A man of original thought, he wasn’t. He had one argument and made it ad nauseam, hoping to wear down his detractors.
His plan backfired.
“I’ve had years to bring the wardens here if I wanted to, you idiot,” Winnie said. “This was my home! The place I was born and the only life I knew. You never even gave me a chance to defend myself. I was too young to defend myself!”
“We’re the ones who can’t defend ourselves against you! Two words out of that cursed mouth, and you could have us all jumping off the rim.”
“Why would I do that? Why would anyone do that? I protected you! No matter what they did to me, I never said a word about any of you. Do you want to see proof? Is that it? I can show you!”
She held up her arms so her sleeves fell from her wrists and showed her scars.

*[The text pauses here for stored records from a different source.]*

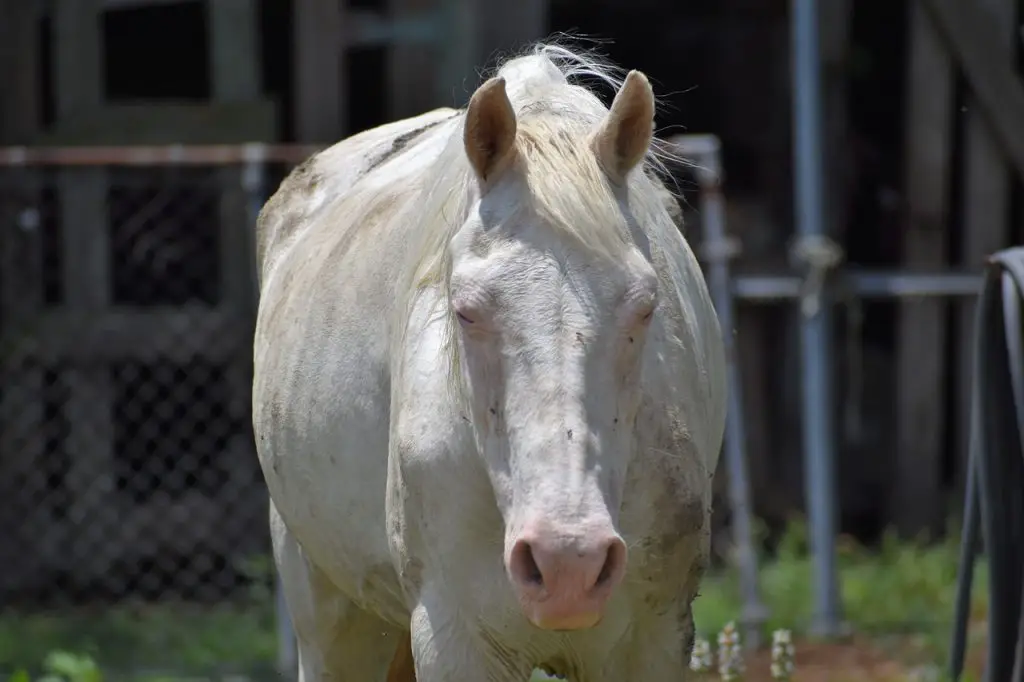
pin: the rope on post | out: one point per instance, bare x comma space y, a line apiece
994, 497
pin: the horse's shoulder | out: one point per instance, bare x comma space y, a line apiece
329, 176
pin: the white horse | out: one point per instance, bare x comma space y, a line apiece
488, 393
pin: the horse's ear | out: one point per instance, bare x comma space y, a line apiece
489, 129
625, 135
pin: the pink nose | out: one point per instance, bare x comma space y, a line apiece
564, 585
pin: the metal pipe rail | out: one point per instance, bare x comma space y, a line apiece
832, 286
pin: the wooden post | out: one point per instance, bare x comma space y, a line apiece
236, 69
914, 493
321, 89
84, 221
986, 215
24, 517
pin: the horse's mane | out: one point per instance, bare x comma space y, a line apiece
556, 114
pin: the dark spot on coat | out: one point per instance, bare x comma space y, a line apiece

“You gave me these—and these.”
She moved on to the neck of her shirt.
“Your names are inscribed across my back and down my legs. They’re burned into my veins. I thought of every one of you every time they hurt me, because you’re the reason they were able to. I never did anything to any of you, and I held my tongue for years
! Are you proud of what you turned me into? Would you like to see the rest?”
She reached for the hem of her shirt, like she was going to rip it over her head for a visual aid. Her eyes were darkening toward black.
“Whoa.” I pushed her hands down. “One touch overload at a time. Take a breath before you do something you’ll regret.”
“Anything I say to him, I won’t regret!”
“Have any of you bothered to notice that she still isn’t using her touch to defend herself or her friends?” Nola asked. “Even with all of you ganging up on her, she hasn’t forced any of you to do anything. I don’t know how she’s managed. I couldn’t.”
“I would have made them all cluck like chickens,” Jermay said.
“I’m not sure humor’s the way to go here,” I told him.
From the time I could walk and memorize lines well enough to speak them back on cue, I had led tours through The Show’s Caravan of Wonder, introducing people to ghoulish absurdities and monstrous machines. I knew what fear looked like because it was my job to cultivate the crowd’s mood with slight changes in my voice and manner. Emotion is contagious in crowds. People in the back relied on those up front to be their eyes and to cue their responses to things they couldn’t see on their own—that was how mobs started. One person panicked, and everyone else assumed there was a good reason.
Lit match to paper.
Ollie’s tells were subtler, but still present. He tightened his jaw and set his feet boxing-width apart, ready to absorb a blow. He narrowed his eyes to tighten his focus on his perceived adversary. Conscious decision or not, he was daring Winnie to try to make him move. He wanted her to prove him right. It would have solidified his control. He thought.
He had no idea what he was dealing with.
When Winnie faced Warden Arcineaux, she’d been calm and coolly calculating. She’d had little choice in the matter, considering the experiments he’d done on her physically prevented her from defending herself, but she’d found a loophole and those restrictions no longer applied. These people, they unhinged her. She was on the verge of giving Ollie what he wanted.